6. Close of soldiers at crossing
7. Wide of trucks at crossing
8. SOUNDBITE (English) Col. Moshe Tetro, Head of COGAT’s Coordination and Liaison Administration (CLA) to Gaza:
“In terms of food, the reserves in Gaza Strip are sufficient for the near term. There is no food shortage in Gaza. And as I mentioned, international organisations are bringing food into the Gaza Strip everyday.”
9. Worker on forklift moving aid to truck
10. Driver preparing aid on top of truck
11. SOUNDBITE (Arabic) Mahmoud, Egyptian driver:
“I’m from Egypt, Mahmoud, came from Egypt, I came carrying flour to our Palestinian brothers, aid.”
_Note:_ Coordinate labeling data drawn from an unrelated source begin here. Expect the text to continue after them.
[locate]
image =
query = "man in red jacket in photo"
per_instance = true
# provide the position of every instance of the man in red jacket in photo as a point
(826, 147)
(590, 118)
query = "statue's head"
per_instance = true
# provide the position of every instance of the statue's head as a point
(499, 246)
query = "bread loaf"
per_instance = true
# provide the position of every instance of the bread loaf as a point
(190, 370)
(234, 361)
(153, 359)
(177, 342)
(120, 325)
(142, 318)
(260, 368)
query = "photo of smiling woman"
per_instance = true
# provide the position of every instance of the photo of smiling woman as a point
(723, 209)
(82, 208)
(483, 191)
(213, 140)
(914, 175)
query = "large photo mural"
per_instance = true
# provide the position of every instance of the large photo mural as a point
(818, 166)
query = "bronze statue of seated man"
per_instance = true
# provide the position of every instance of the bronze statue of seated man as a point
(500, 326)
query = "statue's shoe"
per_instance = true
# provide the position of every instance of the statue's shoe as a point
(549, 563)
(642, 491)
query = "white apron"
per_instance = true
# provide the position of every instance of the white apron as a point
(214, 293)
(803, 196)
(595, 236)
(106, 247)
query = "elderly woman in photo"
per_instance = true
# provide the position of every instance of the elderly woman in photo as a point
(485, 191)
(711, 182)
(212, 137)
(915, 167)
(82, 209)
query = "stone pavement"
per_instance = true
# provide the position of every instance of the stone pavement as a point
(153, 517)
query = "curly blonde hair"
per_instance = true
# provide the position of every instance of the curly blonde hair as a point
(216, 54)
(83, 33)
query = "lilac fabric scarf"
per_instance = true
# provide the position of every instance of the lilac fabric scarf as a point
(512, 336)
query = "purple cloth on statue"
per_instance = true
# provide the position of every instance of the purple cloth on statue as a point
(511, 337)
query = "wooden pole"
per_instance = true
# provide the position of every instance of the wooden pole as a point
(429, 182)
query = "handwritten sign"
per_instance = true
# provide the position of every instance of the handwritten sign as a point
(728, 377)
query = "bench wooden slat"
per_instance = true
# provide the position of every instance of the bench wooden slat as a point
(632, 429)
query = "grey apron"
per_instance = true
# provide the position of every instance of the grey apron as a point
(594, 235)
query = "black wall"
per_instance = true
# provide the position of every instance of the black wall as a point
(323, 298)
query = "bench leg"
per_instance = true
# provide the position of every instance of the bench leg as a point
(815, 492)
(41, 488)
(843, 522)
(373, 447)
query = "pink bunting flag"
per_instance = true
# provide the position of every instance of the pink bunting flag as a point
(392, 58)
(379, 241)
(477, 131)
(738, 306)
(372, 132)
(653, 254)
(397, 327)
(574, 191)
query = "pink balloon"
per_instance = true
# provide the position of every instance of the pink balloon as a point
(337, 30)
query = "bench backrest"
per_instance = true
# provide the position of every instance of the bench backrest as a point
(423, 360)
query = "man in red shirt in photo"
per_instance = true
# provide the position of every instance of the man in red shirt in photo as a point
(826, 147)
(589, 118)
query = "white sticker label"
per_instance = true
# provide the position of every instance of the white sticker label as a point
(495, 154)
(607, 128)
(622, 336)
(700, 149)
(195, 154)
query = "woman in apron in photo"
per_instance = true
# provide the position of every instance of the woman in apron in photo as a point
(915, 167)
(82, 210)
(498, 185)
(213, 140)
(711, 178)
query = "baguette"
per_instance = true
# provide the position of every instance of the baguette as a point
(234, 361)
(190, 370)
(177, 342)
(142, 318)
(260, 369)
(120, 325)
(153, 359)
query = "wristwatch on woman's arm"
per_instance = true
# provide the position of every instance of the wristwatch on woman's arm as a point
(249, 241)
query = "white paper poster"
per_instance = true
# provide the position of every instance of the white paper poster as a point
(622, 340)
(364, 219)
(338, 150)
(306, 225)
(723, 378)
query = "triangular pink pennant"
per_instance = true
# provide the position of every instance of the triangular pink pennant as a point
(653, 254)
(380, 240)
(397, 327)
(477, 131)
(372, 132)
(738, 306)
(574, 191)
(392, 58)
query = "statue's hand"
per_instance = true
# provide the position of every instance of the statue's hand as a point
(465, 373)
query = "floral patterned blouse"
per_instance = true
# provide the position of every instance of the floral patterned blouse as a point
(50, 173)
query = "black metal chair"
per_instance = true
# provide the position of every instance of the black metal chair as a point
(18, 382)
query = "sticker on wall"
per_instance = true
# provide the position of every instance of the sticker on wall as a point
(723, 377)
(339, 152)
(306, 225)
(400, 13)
12. Driver preparing truck
STORYLINE:
Trucks, carrying humanitarian aid bound for the Gaza Strip, were inspected at the Kerem Shalom Crossing on Friday after they arrived from Egypt.
At the start of the war, Israel stopped all deliveries of food, water, medicine and fuel into the territory.
After US pressure, it allowed a trickle of aid in through Egypt.
But UN agencies say only 10% of Gaza’s food needs has been entering for weeks and that more than a half-million people are starving in the territory.
However, in a news conference on Friday, Col. Moshe Tetro, who heads Israel's COGAT’s Coordination and Liaison Administration to Gaza, said "in terms of food, the reserves in Gaza Strip are sufficient for the near term."
"There is no food shortage in Gaza," he claimed.
This week, Israel began allowing aid to enter Gaza through its Kerem Shalom crossing, which boosted the number of trucks entering from around 100 a day to around 190 on Wednesday, according to the UN.
But an Israeli strike Thursday morning hit the Palestinian side of the crossing, forcing the UN to stop its pickups of aid there, according to a spokesperson of UNRWA, the UN agency for Palestinian refugees.
At least four staff members at the crossing were killed, a nearby hospital reported.
The Israeli military said it struck militants in the area.
Israeli President Isaac Herzog said Israel has been working to increase its inspection of aid trucks to 300 or 400 a day, and blamed the UN for failures in delivery.
On Friday, Palestinian officials said that the death toll in Gaza had exceeded 20,000 — around 1% of the territory's prewar population.
The Health Ministry in Gaza does not differentiate between civilian and combatant deaths.